Implementing regular expressions is hard. Hard in interesting ways that make me want to share the lessons. Thus this series, QRS for short.
People who keep an eye on my Quamina open-source pattern-matching project will have noticed a recent absence of updates and conversation. That’s because, persuant to Issue #66, I’m working on adding fairly-full regular-expression matching.
Personal note · This is turning out to be hard. Either it’s the hardest nut I’ve had to crack in many years, or maybe my advanced age is dulling my skills. It’s going to be weeks before I can do the first incremental release. Whatever; the learning experiences coming out of this work still feel fresh and fascinating and give me the urge to share.
I hope I can retain that urge as long as I’m still mentally present. In fact, I hope I can retain the ability to work on software. For various reasons, I’ve been under a lot of personal stress in recent years. Stealing time from my adult responsibilities to wrestle with executable abstractions has been a pillar of my sanity.
Anyhow, normally when I code I blog about it, but so far I haven’t because the work is unfinished. Then I realized that it’s too big, and addresses too many distinct problems, to be just one piece, thus this mini-series.
[Readers who don’t know what regular expressions are should probably close this tab now. Don’t feel guilty, nobody who’s not a full-time computing professional should have to know much less care.]
[Notation: I’m gonna say “Regexp” or maybe just “RE” in this series.]
There are at least three pieces I know I’m going to write:
Parsing RE syntax. (Already written!)
Representing parsed REs.
Implementing UTF-8 based automata for REs.
At the moment, I think the hardest part of the work is #1, Parsing. (Maybe that’s because I haven’t really dug very deep into #3 yet.) I’d be amazed if the final series had only three parts.

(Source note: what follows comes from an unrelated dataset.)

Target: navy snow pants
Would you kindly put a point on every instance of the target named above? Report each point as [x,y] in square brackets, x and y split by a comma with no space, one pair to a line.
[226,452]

Now, introductory material.
Which regular expressions? · They come in lots of flavors. The one I’m implementing is I-Regexp, RFC 9485. The observant reader will notice that I co-edited that RFC, and I cheerfully confess to bias.
I-Regexp is basically a subset of XSD Regular Expressions (chosen to subset because they have a nice clean immutable spec), which are a lot like good ol’ PCRE (Perl-compatible regular expressions). Except for:
They are designed assuming they will only ever be used to match against a string and return a “yes” or “no” answer.
They are anchored, which is to say that (unlike PCREs) they’re all assumed to start with ^
and end with
$
.
They omit popular single-character escapes like \w
and \S
because those are sketchy in the
Unicode context.
They don’t have capture groups or back-references.
They don’t support character class subtraction, e.g. [a-z-m-p]
I’m going to claim that they hit a very useful 80/20 point if what you’re interested is asking “Did the field value match?” which of course is all Quamina is interested in doing.
Project strategy ·
I’m totally not going to try to do all this as a big bang. I’ve got a reliable RE parser now (it was hard!) that recognizes
ten different RE features, ranging from .
to everything in
(a+b*c?).|d[ef]{3,9}\?\P{Lu}
Unbackslashing again ·
Go check out
Unbackslash.
Tl;dr: It’s terribly painful to deal with the standard RE escaping character \
in Go software that is processing
JSON. Because both Go and JSON use \
for escaping and your unit tests eventually fill up with \\
and
\\\\\\\\
and become brutally hard to read. So after publishing that blog piece and running polls on Mastodon,
~
is the new \
. So that RE above becomes (a+b*c?).|d[ef]{3,9}~?~P{Lu}
.
You’re allowed to not like it. But I request that you hold off pushing the big button that sends me to Hell until you’ve tried writing a few unit tests for REs that you want Quamina to process.
Back to strategy: The first feature is going to be that lovely little dot operator. And thus…
Quiz ·
Just for fun, here’s an intellectual challenge. Suppose you’re building a byte-at-a-time state machine to process UTF-8 text. How
many states, roughly, would it take to match .
, i.e. any single Unicode code point? By “match” I mean reject
any byte sequence that
doesn’t, and when it does match, consume just enough bytes to leave you positioned after the .
and ready to start
matching whatever’s next.
I think I’ve found the correct answer. It surprised me, so I’m still sanity-checking, but I think I’m right. I am convinced the problem isn’t as simple as it looks.